Woman charged after fatal shooting on Indiana Avenue

Police say a 34-year-old man died after an early Sunday shooting in Winston-Salem, and a 37-year-old woman now faces a voluntary manslaughter charge.

WINSTON-SALEM, N.C. — A 37-year-old woman has been charged with felony voluntary manslaughter after a man was shot and killed outside a Winston-Salem address on Indiana Avenue early Sunday, according to police, who arrested her three days after the shooting.

The case moved quickly from a homicide investigation to a criminal charge in less than a week. Winston-Salem police said Calvin Samuel Johnson, 34, was found with a gunshot wound before dawn on April 12 and later died at a hospital. On April 15, detectives arrested Brittany Deshay Grace, 37, after consulting with Forsyth County District Attorney Jim O’Neill. The arrest put a name to a case that had drawn attention in the city because of the location, the timing and the unanswered question of what led to the gunfire.

Police said officers were sent to 2805 Indiana Ave. at 4:18 a.m. Sunday after a report of a shooting. When they arrived, they found Johnson suffering from a gunshot wound. Emergency crews took him to a local medical facility, where he later died. His next of kin were notified, investigators said. By Tuesday, the department’s Criminal Investigations Division had identified Grace as a suspect. Detectives arrested her on Wednesday and charged her with felony voluntary manslaughter. Police have repeatedly described the shooting as an isolated incident, a phrase often used to indicate investigators do not believe there is an active threat to the public.

The public record released so far remains narrow. Police have named Johnson as the man who died and Grace as the person charged, but they have not publicly laid out a detailed account of the confrontation, said whether the two knew each other, or explained what evidence led prosecutors and detectives to pursue voluntary manslaughter rather than a murder charge. Court language cited by local outlets alleges that Grace “did kill and slay” Johnson, but the charging information available in public reporting does not answer the central factual question in the case: what exactly happened in the minutes before the shot was fired. Investigators also have not publicly said whether witnesses were interviewed at the scene, whether surveillance video exists, or whether a weapon was recovered.

What is clear is the timeline. The shooting happened in the early morning hours of April 12 on the 2800 block of Indiana Avenue. Johnson died after being taken from the scene for medical treatment. Within three days, detectives said they had consulted with the district attorney and made an arrest. That sequence suggests investigators believed they had enough evidence to move the case into court quickly, even as the broader investigation continued. The site of the shooting has been described in multiple local reports as outside Quiet Corner Sports Bar, a business on Indiana Avenue. That detail has become part of the public discussion because shootings tied to nightlife settings often bring added scrutiny from neighbors, police and local officials even when authorities say an incident was isolated.

The legal posture of the case also shifted within a day.
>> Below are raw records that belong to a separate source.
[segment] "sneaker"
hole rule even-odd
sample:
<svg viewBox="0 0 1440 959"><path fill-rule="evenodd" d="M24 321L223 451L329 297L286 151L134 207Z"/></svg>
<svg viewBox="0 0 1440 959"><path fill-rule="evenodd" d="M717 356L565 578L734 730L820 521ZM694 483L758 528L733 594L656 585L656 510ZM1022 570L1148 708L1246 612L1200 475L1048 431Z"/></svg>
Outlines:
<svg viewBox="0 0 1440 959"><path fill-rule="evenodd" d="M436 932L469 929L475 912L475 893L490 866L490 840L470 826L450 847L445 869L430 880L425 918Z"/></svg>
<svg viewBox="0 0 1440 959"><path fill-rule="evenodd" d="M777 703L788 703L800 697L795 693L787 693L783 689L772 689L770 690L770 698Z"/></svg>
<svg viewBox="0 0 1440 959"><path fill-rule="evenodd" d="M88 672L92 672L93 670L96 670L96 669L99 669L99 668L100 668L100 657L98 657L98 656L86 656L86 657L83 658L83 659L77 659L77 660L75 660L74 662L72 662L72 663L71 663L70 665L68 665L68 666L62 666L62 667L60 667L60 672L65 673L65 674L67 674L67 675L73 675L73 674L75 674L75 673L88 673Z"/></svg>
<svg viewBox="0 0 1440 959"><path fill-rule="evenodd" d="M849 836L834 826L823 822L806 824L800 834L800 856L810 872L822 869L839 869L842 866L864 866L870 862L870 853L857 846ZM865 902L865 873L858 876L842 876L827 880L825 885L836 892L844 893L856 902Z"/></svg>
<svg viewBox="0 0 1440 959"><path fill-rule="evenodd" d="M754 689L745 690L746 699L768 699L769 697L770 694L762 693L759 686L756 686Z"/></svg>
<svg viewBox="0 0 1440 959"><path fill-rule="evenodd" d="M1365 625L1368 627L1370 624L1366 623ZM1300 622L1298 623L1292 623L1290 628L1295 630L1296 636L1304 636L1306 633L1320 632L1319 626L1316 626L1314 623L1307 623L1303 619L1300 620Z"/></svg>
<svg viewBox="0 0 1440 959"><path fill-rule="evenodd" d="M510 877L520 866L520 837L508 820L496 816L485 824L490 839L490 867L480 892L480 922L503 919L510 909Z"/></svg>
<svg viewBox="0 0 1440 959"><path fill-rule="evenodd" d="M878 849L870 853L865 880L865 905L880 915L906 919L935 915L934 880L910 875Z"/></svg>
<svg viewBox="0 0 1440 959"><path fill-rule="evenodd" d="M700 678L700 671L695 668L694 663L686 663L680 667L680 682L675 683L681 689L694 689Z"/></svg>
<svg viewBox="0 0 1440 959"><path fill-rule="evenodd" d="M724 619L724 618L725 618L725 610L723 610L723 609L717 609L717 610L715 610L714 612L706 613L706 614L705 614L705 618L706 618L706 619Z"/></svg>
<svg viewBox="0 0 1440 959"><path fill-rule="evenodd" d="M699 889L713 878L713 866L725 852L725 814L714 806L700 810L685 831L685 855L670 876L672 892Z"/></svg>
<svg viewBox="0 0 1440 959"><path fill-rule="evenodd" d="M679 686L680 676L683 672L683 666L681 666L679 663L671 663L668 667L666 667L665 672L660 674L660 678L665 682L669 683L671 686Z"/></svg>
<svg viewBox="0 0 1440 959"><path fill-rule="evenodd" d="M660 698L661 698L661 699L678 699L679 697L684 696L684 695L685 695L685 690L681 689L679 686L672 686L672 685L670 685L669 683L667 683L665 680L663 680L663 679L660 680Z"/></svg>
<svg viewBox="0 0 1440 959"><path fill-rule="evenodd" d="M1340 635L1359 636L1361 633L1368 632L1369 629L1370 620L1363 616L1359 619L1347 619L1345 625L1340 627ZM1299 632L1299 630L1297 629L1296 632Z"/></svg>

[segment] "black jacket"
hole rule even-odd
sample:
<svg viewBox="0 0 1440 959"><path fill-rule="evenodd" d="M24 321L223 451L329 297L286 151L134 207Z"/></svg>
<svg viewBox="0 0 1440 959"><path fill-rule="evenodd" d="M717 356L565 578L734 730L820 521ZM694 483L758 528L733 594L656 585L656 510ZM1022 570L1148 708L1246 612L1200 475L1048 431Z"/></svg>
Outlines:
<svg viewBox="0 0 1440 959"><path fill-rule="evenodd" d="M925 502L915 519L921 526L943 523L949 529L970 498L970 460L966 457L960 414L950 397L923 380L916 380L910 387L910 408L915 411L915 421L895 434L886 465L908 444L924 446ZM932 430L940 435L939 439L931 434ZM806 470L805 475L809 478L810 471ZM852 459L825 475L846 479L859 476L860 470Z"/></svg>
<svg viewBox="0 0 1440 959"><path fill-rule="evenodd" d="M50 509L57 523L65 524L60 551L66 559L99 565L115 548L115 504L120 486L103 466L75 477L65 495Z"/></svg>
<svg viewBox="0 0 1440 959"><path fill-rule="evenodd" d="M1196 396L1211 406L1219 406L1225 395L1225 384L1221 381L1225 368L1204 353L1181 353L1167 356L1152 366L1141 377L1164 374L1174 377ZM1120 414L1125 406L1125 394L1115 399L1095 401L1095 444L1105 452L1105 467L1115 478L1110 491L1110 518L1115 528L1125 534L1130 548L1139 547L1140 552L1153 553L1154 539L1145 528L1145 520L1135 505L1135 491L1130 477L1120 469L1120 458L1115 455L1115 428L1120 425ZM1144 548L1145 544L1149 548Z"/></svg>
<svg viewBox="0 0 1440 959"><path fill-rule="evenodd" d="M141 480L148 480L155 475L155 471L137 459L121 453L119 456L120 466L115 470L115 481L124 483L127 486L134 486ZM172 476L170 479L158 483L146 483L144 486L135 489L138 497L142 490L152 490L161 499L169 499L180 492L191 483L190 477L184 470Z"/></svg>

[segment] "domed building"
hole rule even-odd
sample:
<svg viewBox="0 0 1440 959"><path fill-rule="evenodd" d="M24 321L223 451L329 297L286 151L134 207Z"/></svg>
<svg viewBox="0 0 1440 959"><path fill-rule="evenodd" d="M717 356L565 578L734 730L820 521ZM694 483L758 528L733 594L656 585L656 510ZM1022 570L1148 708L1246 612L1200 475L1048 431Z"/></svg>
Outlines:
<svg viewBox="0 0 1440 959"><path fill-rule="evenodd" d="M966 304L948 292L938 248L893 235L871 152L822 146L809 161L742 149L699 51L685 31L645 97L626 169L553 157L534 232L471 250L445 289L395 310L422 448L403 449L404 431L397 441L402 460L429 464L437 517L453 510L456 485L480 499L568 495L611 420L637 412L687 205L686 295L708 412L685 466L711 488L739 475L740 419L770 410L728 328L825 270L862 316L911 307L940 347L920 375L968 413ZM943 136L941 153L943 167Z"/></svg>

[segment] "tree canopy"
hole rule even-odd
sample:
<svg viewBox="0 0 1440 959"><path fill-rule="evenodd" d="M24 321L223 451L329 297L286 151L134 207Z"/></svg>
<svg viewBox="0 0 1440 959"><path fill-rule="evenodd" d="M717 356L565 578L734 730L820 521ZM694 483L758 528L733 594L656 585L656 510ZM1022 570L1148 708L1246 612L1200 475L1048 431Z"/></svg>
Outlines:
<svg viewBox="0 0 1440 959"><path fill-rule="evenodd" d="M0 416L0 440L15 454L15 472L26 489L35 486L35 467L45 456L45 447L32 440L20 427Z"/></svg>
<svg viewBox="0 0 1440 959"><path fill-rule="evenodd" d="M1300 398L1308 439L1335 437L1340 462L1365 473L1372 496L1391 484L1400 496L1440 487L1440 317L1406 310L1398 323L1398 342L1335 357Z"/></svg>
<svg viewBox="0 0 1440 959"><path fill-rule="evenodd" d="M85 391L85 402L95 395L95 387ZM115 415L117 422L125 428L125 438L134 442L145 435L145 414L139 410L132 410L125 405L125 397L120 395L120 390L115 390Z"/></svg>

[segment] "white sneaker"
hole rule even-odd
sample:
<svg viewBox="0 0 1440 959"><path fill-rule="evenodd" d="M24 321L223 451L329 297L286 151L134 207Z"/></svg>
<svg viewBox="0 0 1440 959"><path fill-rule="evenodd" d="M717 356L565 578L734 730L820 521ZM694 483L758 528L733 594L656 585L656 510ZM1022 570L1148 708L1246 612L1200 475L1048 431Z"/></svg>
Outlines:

Initial local reporting said Grace appeared before a magistrate and was held with no bond allowed. Later reporting said that after a first court appearance, a judge set bond at $150,000 and imposed a condition barring her from the bar property. That means the case is now moving through the normal court process while police continue gathering facts. A voluntary manslaughter charge in North Carolina generally signals an allegation of an unlawful killing without the element of premeditation required for murder, though the exact theory in this case has not been publicly explained by police or prosecutors. No public court filing quoted in local coverage has spelled out a claim of self-defense, provocation or accident, and those remain open questions.

The reaction around the case has centered on the loss of Johnson and the lack of public detail. A public statement attributed to the bar’s owner and cited by a local outlet expressed condolences to Johnson’s family and warned against misinformation as discussion spread online. Even so, the most important official message has come from investigators, who have said only that the matter remains under investigation and that additional confirmed information will be released as appropriate. For Johnson’s family, the arrest marked a major step but not the end of the case. For Grace, the charge begins a court fight that is likely to turn on facts the public still has not seen.

As of Friday, the charge against Grace remained pending and police had not released a fuller narrative of the shooting. The next milestone is expected to come in court as the case moves forward and investigators decide whether to release more details.

Author note: Last updated April 18, 2026.